Le dernier week-end de juillet, des milliers de fidèles convergeront vers Sainte-Anne-d’Auray, haut lieu spirituel de la Bretagne et principal sanctuaire dédié à sainte Anne dans le monde. Les 25 et 26 juillet 2026, le Grand Pardon rassemblera pèlerins, familles, prêtres et religieux autour de celle que les Bretons invoquent depuis quatre siècles comme leur protectrice. Cette édition intervient dans un contexte particulier. Les mots prononcés l’an dernier par le cardinal Robert Sarah, devant une foule immense, semblent aujourd’hui prendre une résonance presque prophétique. « Ne profanez pas la France avec vos lois barbares et inhumaines », avait-il déclaré avec gravité, appelant les catholiques à demeurer fidèles à l’Évangile de la vie.

Depuis, la France a connu l’adoption de la loi légalisant l’euthanasie et le suicide assisté. Pour beaucoup de pèlerins, venir à Sainte-Anne-d’Auray cette année sera aussi une démarche de prière, de réparation et d’espérance.

Rappelons que Le Grand Pardon est l’un des plus anciens et des plus importants pèlerinages de France. Dans la tradition bretonne, un « pardon » est bien davantage qu’une fête patronale : il s’agit d’un temps de conversion, de confession, de pénitence et de grâce, au cours duquel les fidèles viennent demander la miséricorde de Dieu, rendre grâce et confier leurs intentions à l’intercession d’un saint. Héritée de la tradition bretonne, cette pratique demeure aujourd’hui l’une des expressions les plus fortes de la piété populaire.

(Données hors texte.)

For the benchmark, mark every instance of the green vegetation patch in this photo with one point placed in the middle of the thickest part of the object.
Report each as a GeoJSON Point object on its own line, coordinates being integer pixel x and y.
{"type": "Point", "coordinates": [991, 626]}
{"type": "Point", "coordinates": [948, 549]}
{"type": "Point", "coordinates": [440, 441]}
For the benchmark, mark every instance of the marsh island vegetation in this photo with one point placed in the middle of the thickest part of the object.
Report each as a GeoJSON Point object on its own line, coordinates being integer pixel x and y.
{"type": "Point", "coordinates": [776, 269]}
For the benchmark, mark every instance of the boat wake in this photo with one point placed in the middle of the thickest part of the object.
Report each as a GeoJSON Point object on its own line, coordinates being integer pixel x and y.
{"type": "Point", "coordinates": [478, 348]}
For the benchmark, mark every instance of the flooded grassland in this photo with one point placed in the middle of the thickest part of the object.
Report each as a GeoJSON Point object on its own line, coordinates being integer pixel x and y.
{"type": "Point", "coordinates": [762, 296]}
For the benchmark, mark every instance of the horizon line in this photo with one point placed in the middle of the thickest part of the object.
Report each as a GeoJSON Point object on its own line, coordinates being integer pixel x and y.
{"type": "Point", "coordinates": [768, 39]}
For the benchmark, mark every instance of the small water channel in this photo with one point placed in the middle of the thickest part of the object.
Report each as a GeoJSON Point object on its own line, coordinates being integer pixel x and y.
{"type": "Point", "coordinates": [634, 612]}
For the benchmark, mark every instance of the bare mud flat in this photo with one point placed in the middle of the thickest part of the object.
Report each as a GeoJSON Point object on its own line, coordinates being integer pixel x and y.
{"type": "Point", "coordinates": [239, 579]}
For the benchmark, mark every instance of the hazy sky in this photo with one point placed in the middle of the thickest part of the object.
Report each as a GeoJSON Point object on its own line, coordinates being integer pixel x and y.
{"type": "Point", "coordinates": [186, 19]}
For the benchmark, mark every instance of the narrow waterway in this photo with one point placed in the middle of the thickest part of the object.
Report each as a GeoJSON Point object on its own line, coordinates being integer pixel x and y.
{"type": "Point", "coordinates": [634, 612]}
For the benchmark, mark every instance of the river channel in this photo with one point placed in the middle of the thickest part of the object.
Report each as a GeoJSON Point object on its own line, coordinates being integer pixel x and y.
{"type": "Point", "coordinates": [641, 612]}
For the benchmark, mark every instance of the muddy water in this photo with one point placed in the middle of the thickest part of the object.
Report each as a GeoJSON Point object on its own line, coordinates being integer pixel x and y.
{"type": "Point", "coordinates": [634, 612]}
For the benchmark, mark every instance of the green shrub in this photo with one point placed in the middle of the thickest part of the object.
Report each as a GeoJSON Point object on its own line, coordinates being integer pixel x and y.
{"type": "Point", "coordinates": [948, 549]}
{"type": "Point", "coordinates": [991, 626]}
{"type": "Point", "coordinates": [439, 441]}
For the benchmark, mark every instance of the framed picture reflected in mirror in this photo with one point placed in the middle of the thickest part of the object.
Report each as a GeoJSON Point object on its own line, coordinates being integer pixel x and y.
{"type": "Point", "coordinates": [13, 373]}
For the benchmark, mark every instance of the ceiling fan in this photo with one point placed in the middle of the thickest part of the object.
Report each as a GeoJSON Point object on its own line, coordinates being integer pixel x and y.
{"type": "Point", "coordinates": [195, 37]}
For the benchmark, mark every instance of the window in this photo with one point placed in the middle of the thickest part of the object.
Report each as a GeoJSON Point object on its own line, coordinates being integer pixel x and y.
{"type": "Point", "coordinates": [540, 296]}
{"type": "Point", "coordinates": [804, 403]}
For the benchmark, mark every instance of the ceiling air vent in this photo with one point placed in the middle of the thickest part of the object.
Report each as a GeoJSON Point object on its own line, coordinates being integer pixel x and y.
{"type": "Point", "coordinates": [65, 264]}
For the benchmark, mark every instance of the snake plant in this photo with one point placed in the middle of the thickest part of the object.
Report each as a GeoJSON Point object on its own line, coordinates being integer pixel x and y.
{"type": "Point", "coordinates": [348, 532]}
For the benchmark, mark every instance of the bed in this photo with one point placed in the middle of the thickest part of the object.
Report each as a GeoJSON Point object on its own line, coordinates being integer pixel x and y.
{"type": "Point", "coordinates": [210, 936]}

Le sanctuaire de Sainte-Anne-d’Auray plonge ses racines dans les apparitions de sainte Anne à Yvon Nicolazic, entre 1623 et 1625, dans le village de Keranna, aujourd’hui Sainte-Anne-d’Auray. En août 1623, la mère de la Vierge Marie lui apparaît près d’une fontaine, tenant un flambeau. Le 25 juillet 1624, elle révèle son identité en breton : « Me zo Anna, mamm Mari » – « Je suis Anne, mère de Marie ». Puis, dans la nuit du 7 au 8 mars 1625, elle conduit Nicolazic jusqu’au champ du Bocenno où est retrouvée une antique statue oubliée depuis des siècles. Au cours d’une autre apparition, elle lui adresse ces paroles demeurées célèbres : « Dieu veut que je sois honorée ici. » Depuis quatre siècles, une foule ininterrompue de pèlerins répond à cet appel. Le sanctuaire, visité par saint Jean-Paul II en septembre 1996, demeure le cœur spirituel de la Bretagne. Le diocèse de Vannes y a célébré en 2025 le jubilé du 400e anniversaire des apparitions, confirmant l’attachement profond des fidèles à ce lieu de grâce.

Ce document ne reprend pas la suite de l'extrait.